Caused by: java.io.IOException: s3a://<REDACTED>: Stream is closed!
at org.apache.hadoop.fs.s3a.S3AInputStream.checkNotClosed(S3AInputStream.java:472)
at org.apache.hadoop.fs.s3a.S3AInputStream.read(S3AInputStream.java:347)
at java.io.FilterInputStream.read(FilterInputStream.java:83)
at org.apache.flink.fs.s3hadoop.common.HadoopDataInputStream.read(HadoopDataInputStream.java:86)
at org.apache.flink.core.fs.FSDataInputStreamWrapper.read(FSDataInputStreamWrapper.java:50)
at org.apache.flink.runtime.util.ForwardingInputStream.read(ForwardingInputStream.java:42)
at java.io.DataInputStream.readUnsignedByte(DataInputStream.java:288)
at org.apache.flink.types.StringValue.readString(StringValue.java:781)
at org.apache.flink.api.common.typeutils.base.StringSerializer.deserialize(StringSerializer.java:73)
at org.apache.flink.api.common.typeutils.base.StringSerializer.deserialize(StringSerializer.java:31)
at org.apache.flink.api.scala.typeutils.CaseClassSerializer.deserialize(CaseClassSerializer.scala:126)
at org.apache.flink.api.scala.typeutils.CaseClassSerializer.deserialize(CaseClassSerializer.scala:32)
at org.apache.flink.streaming.api.operators.TimerSerializer.deserialize(TimerSerializer.java:161)
at org.apache.flink.streaming.api.operators.TimerSerializer.deserialize(TimerSerializer.java:43)
at org.apache.flink.runtime.state.KeyGroupPartitioner$PartitioningResultKeyGroupReader.readMappingsInKeyGroup(KeyGroupPartitioner.java:289)

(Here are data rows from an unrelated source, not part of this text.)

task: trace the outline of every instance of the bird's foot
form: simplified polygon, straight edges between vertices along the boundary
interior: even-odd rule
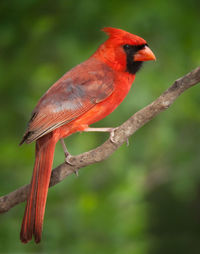
[[[63,150],[64,150],[64,154],[65,154],[65,163],[69,164],[70,166],[74,166],[74,165],[71,163],[71,161],[70,161],[70,159],[71,159],[73,156],[68,152],[64,140],[63,140],[63,139],[60,139],[60,142],[61,142],[61,144],[62,144],[62,147],[63,147]],[[76,176],[78,176],[78,170],[74,169],[73,172],[74,172],[74,174],[75,174]]]

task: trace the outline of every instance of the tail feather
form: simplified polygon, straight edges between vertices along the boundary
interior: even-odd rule
[[[55,145],[52,133],[36,141],[35,165],[20,233],[23,243],[30,241],[33,235],[36,243],[41,240]]]

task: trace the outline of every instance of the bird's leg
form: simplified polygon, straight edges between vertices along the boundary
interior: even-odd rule
[[[90,127],[88,127],[88,128],[86,128],[86,129],[84,129],[84,131],[85,132],[89,132],[89,131],[97,131],[97,132],[109,132],[110,133],[110,141],[112,142],[112,143],[114,143],[114,144],[116,144],[116,142],[114,141],[114,135],[115,135],[115,130],[117,130],[118,129],[118,127],[116,127],[116,128],[90,128]],[[128,138],[126,139],[126,146],[129,146],[129,140],[128,140]]]
[[[86,128],[84,129],[85,132],[89,132],[89,131],[97,131],[97,132],[109,132],[110,133],[110,141],[114,144],[116,144],[116,142],[114,141],[114,136],[115,136],[115,130],[117,130],[118,127],[116,128]]]
[[[65,153],[65,162],[68,163],[69,165],[73,166],[70,162],[70,158],[72,157],[71,154],[69,153],[69,151],[67,150],[67,147],[65,145],[65,142],[64,142],[64,139],[61,138],[60,139],[60,143],[62,145],[62,148],[64,150],[64,153]],[[73,170],[75,175],[78,176],[78,171],[77,170]]]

at org.apache.flink.runtime.state.heap.HeapRestoreOperation.readKeyGroupStateData(HeapRestoreOperation.java:323)
at org.apache.flink.runtime.state.heap.HeapRestoreOperation.readStateHandleStateData(HeapRestoreOperation.java:285)
at org.apache.flink.runtime.state.heap.HeapRestoreOperation.restore(HeapRestoreOperation.java:172)
at org.apache.flink.runtime.state.heap.HeapKeyedStateBackendBuilder.build(HeapKeyedStateBackendBuilder.java:112)
... 17 more

I haven't really got any clues on what this is caused by. You notice we are using the Hadoop file system, but switching to Presto is a bit tricky for us because of some of the bucket permissions that would need to change.

Anyone have tips on debugging (or solving this)?